Monday, December 3, 2007

The South Will Rise Again

There are only two words that can fully describe my ride to work this morning.

Yee-haw.

In case there is ANY question as to what I am referring, the kind young gentleman escorting me to work this morning was a Redneck.

I will steal from the great "Redneck Comedian" Jeff Foxworthy and give you this list:

"Your Driver Might Be a Redneck if..."

10. He drives an old, mismatched paint truck (think early 80s Blazer or Bronco). (CHECK!)
9. He wears an OLD baseball hat on which the visor has been carefully crafted to bend into a sharp downward "U" shape. (CHECK!)
8. He smokes Marlboro Reds. (CHECK!)
7. His rearview mirror is missing. (CHECK!)
6. He's alternating between country and classic rock on the radio. (CHECK!)
5. He has sworn his allegiance to a number that corresponds to a Nascar driver. (CHECK!)
4. His clothes are already dirty, and the day hasn't even started yet. There is also plaid flannel and construction boots involved. (CHECK!)
3. He says he works on cars, but his car barely runs. (DOUBLE CHECK!)
2. Out of respect for his passengers, he switches from cigarettes to chewing tobacco so as to not bother them! (CHECK!)
1. He has a confederate flag sticker that says "The South Will Rise Again." (YEEEEEEEEEEEEEEEEEEEEHAAAAAAAAAAAAAAAAAAAAAAWWWWWWWWWWWWWWW)

I know. You were all expecting there to be reference to his southern drawl, but that was TOO obvious. OF COURSE he did!

He was very well mannered, except for the intermittent tobacco spitting.

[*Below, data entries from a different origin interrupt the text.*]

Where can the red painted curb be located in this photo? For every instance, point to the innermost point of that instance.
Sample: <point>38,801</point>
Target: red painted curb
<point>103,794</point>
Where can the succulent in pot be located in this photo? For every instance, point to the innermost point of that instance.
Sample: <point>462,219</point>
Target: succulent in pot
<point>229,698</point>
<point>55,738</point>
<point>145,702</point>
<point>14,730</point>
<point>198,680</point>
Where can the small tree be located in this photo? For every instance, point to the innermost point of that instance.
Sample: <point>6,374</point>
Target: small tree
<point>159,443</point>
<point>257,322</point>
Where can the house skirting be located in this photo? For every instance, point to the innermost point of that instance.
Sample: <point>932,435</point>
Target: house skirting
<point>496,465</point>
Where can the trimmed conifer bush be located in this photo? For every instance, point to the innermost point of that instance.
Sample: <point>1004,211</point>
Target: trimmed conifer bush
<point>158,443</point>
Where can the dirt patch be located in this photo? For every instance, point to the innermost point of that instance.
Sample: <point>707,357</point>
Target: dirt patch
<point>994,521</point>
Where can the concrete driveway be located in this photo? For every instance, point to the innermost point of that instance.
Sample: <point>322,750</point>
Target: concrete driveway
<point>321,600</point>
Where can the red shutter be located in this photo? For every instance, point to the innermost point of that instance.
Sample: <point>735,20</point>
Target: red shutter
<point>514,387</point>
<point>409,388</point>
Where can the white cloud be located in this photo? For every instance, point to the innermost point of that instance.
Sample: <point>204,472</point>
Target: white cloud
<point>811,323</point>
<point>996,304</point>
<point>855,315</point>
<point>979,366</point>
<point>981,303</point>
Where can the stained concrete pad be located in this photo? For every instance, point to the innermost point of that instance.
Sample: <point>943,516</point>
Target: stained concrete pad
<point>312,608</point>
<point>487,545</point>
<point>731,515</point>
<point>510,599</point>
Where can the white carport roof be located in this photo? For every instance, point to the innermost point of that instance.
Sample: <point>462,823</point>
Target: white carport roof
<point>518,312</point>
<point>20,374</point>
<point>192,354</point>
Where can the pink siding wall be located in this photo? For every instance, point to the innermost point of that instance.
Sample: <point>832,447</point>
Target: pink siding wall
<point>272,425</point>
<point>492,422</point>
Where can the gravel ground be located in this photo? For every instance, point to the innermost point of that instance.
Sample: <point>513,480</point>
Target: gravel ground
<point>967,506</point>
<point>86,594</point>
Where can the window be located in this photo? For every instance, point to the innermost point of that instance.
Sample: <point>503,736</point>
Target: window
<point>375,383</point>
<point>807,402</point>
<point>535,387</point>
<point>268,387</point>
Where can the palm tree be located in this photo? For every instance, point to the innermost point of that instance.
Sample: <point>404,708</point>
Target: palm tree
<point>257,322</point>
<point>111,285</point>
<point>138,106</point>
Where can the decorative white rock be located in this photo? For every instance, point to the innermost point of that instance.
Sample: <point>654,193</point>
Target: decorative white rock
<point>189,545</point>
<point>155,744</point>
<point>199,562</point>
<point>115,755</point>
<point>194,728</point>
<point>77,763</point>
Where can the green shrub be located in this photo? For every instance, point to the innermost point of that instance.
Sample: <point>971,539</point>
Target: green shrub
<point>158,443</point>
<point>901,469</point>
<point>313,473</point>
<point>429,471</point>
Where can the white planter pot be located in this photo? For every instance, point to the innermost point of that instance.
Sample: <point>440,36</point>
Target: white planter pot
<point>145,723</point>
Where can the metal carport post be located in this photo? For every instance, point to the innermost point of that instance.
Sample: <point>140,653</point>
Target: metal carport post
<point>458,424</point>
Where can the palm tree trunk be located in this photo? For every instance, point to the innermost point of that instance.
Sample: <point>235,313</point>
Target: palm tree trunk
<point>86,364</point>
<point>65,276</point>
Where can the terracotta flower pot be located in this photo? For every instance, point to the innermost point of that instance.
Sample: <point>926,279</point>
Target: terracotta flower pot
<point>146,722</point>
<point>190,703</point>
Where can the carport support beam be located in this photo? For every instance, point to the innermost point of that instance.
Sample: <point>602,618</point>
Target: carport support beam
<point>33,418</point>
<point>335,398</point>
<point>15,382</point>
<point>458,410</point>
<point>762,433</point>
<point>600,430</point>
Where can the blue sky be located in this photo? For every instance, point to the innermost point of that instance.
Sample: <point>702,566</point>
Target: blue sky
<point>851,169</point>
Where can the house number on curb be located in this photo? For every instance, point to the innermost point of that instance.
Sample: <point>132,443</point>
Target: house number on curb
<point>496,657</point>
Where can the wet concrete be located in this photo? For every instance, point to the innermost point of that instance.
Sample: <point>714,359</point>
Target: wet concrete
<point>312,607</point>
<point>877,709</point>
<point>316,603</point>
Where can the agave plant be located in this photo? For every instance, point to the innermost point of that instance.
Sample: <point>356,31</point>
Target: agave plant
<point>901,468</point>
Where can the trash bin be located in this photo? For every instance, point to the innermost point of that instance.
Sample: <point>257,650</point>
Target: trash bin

His music wasn't too loud, and he drove relatively safely. My only REAL complaint was that the smoke cloud was SO heavy in that truck that I got a nicotine buzz from the seatbelt. I could tell his "old lady" was a smoker from the slightest hint of menthol and lipstick lingering on the seatbelt strap. OK, in all fairness, it could have been his sister, but what's the difference really?

Having grown up in a town not too unfamiliar with the redneck variety, it didn't really bother me. I was used to being around that type. It was the black gentleman in the car with me that I wondered about. Did he notice the sticker? Was he sitting there wishing he could punch this guy on principle? The driver actually went out of his way to talk to the guy, so my guess is the driver was more uncomfortable than the passenger.

I would have slept had it not been for the rattling muffler and tobacco-spit induced gag reflex. It was freezing cold inside the truck (the heat probably hasn't worked in at least 5 years), but I was reluctant to encourage any kind of heating effort for fear of what might spew out of the vents. I should have packed the flannel!

We all made it to our destination safely, and Mr. Billy Bob maintained his manners in a way that would make his Momma proud.

Happy Slugging and YEEEEEEHAWWWWWWWWW!!!